情報の種類

当ウェブサイトは、ペンネーム「新宿会計士」が、読んで下さる方の知的好奇心を刺激することを目的に開設したものです。今まではアメブロ等のブログサイトを使って活動をして参りましたが、これからは時間の許す限り、こちらのウェブサイトでもコンテンツの提供を行って参りたいと思います。

「主要候補」は誰が決めた?

さて、事実上の「第1号コンテンツ」を何にするか、色々迷ったのですが、やはり原点に返り、「なぜ独立系ウェブサイトを立ち上げたのか」について、雑感を綴っておきたいと思います。ちょうど良いネタがあります。選挙です。

今月、久しぶりの大型国政選挙である参議院議員通常選挙が行われ、10日に投開票が行われたばかりですが、東京都では今月31日の投開票を目指して東京都知事選が行われています(公職選挙法の規定もあるため、当ウェブサイトでは、特定の候補者についての情報を提供することはしません)。ところで、この選挙報道について、何か違和感がありませんか?

そう、今回の都知事選ではあわせて21人の候補者が立候補を届け出ているのですが、新聞・テレビなどを見ていると、「有力3候補」の情報しか提供されていません。例えば、次の毎日新聞の社説では、「主要3候補」と呼ばれていますが、社説の中で「有力3人候補」以外の候補者については一切触れられていないのです。

東京都知事選 暮らしの議論深めよう
―――2016年7月21日付 毎日新聞より

気になって、毎日新聞についても調べてみたところ、他の多くのメディアも「主要3候補」と報じています(いちおう、NHKが全ての候補者について触れた記事を(申し訳程度に)ウェブ上で配信しているようですが…)。これだと、新聞かテレビしか情報源がない有権者にとっては、それ以外の候補者が存在しないのと同じになってしまいます。

情報の種類

ところで、昔からの私の持論ですが、情報には2つの種類があります。

  • 客観的な事実
  • 主観的な意見

ここで、「客観的な事実」とは、「いつ、どこで、だれが、なにを」やったか、といった「誰が報道しても全く同じになる(はずの)情報」のことです。一方、「主観的な意見」とは、報道する人自身の分析や意見のことであり、日本だと「右派メディア(?)」として知られる産経新聞と、「左派メディア(?)」として知られる朝日新聞が、政治などに関して真逆の意見を社説に掲げることがあります。

そして、じつはこの「選挙報道」、「主要3候補」と呼んでいるのは、メディアの主観的な意見であり、客観的な事実ではありません。たしかに、今回の都知事選に関しては3人の候補者が大々的に取り上げられており、事前の世論調査を見ても「3人のうちだれに投票するか?」といった調査も多く行われています。しかし、「主要3候補」とは、いったい誰が決めたのでしょうか?そう、「主要3候補」と決めつけること自体が、実はマス・メディアによる「主観的な意見」の押し付けなのです。

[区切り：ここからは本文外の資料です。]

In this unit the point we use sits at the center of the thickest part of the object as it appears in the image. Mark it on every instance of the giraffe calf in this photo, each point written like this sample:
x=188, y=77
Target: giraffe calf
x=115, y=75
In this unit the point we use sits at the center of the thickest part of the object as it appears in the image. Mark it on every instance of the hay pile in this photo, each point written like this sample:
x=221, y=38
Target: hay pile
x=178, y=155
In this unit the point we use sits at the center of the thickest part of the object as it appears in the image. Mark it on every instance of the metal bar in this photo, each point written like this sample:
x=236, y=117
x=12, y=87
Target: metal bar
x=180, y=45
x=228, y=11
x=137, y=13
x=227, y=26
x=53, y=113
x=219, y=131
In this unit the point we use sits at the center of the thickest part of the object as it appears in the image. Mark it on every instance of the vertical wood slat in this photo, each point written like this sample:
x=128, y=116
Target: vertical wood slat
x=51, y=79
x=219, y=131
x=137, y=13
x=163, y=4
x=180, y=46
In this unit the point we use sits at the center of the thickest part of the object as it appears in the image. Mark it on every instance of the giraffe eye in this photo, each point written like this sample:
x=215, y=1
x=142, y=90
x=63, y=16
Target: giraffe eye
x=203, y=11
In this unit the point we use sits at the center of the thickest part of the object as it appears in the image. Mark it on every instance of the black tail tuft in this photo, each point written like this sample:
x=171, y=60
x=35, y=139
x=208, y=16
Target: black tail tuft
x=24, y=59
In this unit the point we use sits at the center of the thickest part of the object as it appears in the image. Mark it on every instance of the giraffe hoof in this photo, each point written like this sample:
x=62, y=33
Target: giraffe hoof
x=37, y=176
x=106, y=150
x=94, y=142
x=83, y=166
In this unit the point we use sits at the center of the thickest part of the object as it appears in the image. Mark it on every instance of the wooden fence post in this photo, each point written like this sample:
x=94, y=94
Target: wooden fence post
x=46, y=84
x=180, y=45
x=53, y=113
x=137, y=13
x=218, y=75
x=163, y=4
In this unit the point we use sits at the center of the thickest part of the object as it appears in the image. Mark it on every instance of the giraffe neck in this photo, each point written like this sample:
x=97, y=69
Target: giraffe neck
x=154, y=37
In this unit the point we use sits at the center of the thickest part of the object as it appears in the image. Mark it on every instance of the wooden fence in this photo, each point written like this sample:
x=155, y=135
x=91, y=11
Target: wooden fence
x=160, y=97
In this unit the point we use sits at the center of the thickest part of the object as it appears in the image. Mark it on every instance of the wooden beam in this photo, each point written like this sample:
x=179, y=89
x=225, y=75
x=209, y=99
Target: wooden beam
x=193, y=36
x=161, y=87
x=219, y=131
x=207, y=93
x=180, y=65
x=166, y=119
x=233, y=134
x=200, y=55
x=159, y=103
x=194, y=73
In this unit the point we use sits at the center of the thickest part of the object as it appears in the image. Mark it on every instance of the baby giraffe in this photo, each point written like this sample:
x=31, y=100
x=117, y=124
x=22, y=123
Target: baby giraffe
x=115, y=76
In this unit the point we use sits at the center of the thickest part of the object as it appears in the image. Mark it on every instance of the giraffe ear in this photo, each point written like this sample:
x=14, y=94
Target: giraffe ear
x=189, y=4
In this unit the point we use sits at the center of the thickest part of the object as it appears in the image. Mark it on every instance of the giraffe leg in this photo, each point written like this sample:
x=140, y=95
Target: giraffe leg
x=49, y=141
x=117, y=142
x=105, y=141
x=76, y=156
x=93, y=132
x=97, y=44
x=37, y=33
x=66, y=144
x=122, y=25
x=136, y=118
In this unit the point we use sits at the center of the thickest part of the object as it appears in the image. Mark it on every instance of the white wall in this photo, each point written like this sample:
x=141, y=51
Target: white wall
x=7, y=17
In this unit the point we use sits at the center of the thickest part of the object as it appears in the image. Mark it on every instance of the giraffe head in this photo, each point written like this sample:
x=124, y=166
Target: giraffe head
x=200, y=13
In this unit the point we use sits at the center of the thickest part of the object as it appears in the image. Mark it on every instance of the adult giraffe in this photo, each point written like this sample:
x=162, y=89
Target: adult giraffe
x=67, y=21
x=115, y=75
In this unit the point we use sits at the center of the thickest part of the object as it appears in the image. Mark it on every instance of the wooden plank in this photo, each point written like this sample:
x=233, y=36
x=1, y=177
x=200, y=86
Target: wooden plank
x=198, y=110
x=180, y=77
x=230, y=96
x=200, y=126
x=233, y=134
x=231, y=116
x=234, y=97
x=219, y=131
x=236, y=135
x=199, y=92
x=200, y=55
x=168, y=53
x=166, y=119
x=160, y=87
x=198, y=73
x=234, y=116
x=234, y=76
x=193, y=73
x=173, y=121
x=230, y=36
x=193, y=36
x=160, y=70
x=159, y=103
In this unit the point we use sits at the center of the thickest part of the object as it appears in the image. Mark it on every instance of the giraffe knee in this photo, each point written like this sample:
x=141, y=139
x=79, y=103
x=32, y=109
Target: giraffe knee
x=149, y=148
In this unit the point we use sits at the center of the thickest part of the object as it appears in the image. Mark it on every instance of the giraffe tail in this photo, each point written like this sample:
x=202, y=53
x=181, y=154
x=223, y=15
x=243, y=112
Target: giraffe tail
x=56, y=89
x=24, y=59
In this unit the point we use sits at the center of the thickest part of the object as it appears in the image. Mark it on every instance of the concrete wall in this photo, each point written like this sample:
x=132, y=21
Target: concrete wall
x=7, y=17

前回の都知事選でも「主要候補」として取り上げられなかった候補者が60万票を獲得したという事実がありましたが、これなども新聞・テレビを中心とするマス・メディアが、「事実の伝達」に失敗した事例と言って良いと思います。

プロフェッショナルのジャーナリストは必要だが…

マス・メディア(特に新聞とテレビ)は、今まで情報の発信を独占しており、ともすれば「客観的事実」と彼ら自身の「主観的な意見」をまぜこぜにして報道して来たのではないかと思います。

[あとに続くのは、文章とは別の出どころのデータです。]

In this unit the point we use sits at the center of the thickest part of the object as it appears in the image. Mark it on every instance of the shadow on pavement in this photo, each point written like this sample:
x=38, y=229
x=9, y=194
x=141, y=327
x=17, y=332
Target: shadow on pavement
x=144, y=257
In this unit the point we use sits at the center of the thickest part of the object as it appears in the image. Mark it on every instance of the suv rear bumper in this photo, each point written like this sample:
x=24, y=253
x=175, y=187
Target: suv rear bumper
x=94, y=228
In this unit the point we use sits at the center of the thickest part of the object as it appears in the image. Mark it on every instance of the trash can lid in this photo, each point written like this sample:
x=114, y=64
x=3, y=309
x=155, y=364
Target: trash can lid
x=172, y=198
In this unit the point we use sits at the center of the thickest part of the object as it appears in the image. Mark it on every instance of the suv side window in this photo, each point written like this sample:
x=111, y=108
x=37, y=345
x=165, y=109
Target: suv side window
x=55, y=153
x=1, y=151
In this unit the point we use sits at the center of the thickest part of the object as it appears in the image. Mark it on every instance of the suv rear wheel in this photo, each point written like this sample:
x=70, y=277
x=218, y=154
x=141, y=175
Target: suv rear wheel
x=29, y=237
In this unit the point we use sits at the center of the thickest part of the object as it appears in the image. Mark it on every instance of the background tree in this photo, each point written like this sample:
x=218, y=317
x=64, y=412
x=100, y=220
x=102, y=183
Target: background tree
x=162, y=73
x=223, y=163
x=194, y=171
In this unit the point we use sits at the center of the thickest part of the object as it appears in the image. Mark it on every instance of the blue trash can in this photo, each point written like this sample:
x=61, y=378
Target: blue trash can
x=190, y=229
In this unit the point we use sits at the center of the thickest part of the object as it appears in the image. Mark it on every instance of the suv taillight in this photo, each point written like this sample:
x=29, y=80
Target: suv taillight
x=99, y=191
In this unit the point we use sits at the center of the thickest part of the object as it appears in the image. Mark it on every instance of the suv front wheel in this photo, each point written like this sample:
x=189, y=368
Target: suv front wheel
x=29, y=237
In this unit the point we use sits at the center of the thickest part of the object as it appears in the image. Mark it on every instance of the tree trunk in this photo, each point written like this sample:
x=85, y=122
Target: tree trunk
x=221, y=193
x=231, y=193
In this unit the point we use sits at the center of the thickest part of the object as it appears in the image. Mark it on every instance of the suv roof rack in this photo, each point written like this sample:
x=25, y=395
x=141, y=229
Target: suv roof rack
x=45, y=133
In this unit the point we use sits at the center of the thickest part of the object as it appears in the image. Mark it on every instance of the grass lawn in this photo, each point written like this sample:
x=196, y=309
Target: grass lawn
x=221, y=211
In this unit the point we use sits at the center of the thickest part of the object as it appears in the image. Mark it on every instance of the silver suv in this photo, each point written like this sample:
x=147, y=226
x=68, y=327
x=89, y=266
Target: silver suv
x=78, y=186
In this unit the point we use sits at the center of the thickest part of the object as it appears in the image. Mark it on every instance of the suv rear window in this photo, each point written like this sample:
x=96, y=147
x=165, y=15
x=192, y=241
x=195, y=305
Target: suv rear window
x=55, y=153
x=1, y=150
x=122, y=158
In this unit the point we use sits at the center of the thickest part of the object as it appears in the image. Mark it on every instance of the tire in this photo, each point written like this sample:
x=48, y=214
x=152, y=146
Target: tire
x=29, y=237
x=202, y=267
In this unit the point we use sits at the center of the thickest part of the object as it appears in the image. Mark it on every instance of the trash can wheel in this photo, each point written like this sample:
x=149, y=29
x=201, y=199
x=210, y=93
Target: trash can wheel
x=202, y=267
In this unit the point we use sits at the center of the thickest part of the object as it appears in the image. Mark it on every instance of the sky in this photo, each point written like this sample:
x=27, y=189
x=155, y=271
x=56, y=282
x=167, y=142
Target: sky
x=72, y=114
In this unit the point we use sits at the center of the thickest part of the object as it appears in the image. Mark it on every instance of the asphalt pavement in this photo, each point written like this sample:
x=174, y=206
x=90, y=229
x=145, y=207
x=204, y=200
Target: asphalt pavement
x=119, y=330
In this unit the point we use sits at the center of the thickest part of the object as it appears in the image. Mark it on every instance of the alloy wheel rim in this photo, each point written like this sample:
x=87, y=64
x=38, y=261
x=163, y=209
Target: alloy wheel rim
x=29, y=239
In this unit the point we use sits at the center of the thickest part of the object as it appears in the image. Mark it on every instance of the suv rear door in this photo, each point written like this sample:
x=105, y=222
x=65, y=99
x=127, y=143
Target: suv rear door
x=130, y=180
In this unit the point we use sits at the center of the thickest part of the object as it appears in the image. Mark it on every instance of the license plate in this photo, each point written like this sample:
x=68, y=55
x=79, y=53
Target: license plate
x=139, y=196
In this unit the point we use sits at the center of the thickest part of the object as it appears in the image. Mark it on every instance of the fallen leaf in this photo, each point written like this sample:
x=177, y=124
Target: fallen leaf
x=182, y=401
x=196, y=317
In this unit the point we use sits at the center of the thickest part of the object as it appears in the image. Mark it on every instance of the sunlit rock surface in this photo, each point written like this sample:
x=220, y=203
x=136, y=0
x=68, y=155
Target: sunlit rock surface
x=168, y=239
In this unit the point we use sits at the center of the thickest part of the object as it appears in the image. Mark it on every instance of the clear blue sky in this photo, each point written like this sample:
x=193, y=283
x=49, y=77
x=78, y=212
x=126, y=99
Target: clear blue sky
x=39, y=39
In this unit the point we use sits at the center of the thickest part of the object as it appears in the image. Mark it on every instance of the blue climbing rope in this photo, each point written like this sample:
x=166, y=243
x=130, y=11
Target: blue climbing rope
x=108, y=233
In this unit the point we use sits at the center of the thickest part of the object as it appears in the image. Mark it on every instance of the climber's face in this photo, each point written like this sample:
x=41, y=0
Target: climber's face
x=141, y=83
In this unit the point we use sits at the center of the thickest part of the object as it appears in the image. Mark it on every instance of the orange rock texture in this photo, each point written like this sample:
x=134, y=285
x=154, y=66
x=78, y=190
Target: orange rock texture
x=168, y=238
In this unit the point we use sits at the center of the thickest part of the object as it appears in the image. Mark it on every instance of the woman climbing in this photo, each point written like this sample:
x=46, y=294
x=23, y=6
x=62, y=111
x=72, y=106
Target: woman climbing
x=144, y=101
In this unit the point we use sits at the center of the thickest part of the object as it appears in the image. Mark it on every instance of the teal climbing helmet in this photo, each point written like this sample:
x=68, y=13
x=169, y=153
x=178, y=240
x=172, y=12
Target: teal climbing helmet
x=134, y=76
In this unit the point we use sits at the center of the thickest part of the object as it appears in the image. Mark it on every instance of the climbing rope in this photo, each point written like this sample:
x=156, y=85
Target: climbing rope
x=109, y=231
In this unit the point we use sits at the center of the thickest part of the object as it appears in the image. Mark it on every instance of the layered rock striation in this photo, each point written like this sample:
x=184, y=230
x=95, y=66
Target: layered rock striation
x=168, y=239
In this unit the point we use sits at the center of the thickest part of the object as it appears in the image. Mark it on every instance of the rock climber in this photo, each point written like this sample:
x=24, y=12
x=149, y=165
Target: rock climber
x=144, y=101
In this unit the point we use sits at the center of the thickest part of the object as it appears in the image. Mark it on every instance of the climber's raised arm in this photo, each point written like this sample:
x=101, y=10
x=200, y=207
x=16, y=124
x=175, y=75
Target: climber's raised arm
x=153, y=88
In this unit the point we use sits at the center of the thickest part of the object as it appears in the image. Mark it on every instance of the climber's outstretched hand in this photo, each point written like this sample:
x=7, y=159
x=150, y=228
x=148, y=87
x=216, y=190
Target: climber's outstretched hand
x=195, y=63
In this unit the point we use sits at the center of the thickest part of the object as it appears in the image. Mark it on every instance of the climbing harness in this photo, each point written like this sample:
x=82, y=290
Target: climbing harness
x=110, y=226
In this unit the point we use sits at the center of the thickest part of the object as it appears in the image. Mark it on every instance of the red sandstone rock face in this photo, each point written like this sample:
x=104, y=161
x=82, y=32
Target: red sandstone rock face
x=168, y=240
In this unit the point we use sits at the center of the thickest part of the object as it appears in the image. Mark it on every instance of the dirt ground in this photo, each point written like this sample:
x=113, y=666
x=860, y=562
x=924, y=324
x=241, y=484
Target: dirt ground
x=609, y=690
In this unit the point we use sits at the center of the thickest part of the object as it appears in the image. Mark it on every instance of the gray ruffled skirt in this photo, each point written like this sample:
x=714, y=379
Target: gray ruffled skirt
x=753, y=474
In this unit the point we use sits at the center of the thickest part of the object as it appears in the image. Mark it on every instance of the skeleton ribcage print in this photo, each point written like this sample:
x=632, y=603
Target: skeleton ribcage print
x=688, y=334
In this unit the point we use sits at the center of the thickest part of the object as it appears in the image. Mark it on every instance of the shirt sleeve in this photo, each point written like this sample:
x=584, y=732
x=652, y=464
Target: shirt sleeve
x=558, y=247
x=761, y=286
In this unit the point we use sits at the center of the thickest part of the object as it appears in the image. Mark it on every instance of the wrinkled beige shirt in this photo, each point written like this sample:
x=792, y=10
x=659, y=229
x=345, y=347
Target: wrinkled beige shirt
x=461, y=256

ただ、私は単なる「社会人評論家」であり、仕事を持っている訳ですから、新聞・テレビ・通信社の記者と違って政治家の記者会見の現場に出掛けることなどできません。つまり、「客観的事実」(あるいは「一次ソース」)を自分自身で手に入れることなどできないのです。

しかし、「主観的意見・分析」の方には、それなりの強みがあります。つまり、誰でも入手できる状態になった「客観的事実」を積み上げ、それを自分なりに解釈することで、新聞・テレビが報じないようなシャープな意見を世の中に提供することができるのではないかと思うのです。

実際、アメブロなどを使って、これまで6年間、ブログを続けて来ましたが、それなりに多くの方々からご評価を頂いた記事もありました。そこで今後、当ウェブサイトを執筆する中で、私のような「社会人評論家」であっても、きちんとした情報の提供ができることを、しっかりと証明していきたいと思います。